The SOC model includes three primary foci:
* Comprehensibility – the extent to which both internal, or psychological, stimuli and external, or environmental, stimuli make sense.
* Manageability – the extent to which available resources are adequate.
* Meaningfulness – the extent to which challenging events are seen as worthy of being engaged emotionally (Levin).
In integrative health coaching, the coach has the opportunity to increase coherence and predictability by facilitating life experiences that support consistency and participation in shaping outcome. Without significant control over life’s circumstances, the SOC model postulates that a healthy balance of stress in one can, to a degree, support experiences that are predictable and rewarding. In other words, there can be positive value for some measure of frustration and punishment. When faced with challenges, barring individual or community issues of survival, activation of individual defense mechanisms foster an increase in overall resilience and an increase in resistance to illness.
Rather than focusing on reducing stressors or stress, the salutogenic model accepts stressful stimuli as ongoing elements in life experiences. Stressors repeatedly put tension on the organism. These tensions can mobilize both general and specific resources in order to resolve the tension and overcome the stressor, thus generating an increased SOC. Individuals with a strong SOC integrate stressors as a means for stimulating health and healing.
In Antovosky’s model, the three functions of these coping responses are 1) to modify situations, 2) to engage meaningfully in the situations, or 3) to control the stress.
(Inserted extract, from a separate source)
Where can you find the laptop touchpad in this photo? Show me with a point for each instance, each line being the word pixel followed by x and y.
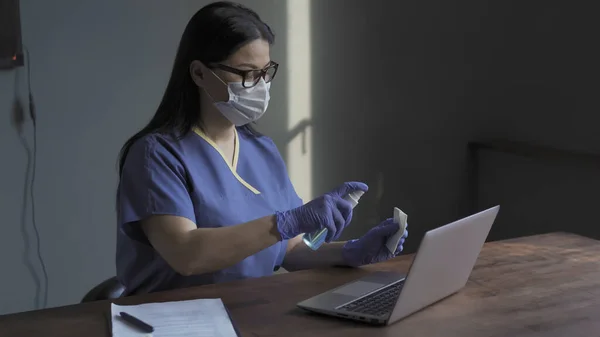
pixel 358 288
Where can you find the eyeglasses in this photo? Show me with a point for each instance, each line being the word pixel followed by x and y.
pixel 251 78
By resolving these tensions, we learn consistency and increase our participation in successful outcomes, strengthening our SOC. As an approach differentiated from conventional biomedicine, coaching utilizes these coping responses to support positive change; increase healing resources; decrease physical, emotional and mental illness or limitation; and support increased wellness.
One of the key techniques for engaging salutogenesis is through the healing narrative. As discussed in previous blogs, the healing narrative offers an individual the opportunity to meaningfully engage in the salutogenic process. Using storytelling, we can distinguish and comprehend subtler dimensions of our healing resources. In this way, our story facilitates narrative healing. One of the most direct ways to truly understand how story provides meaning is to directly work with the salutogenic properties of healing.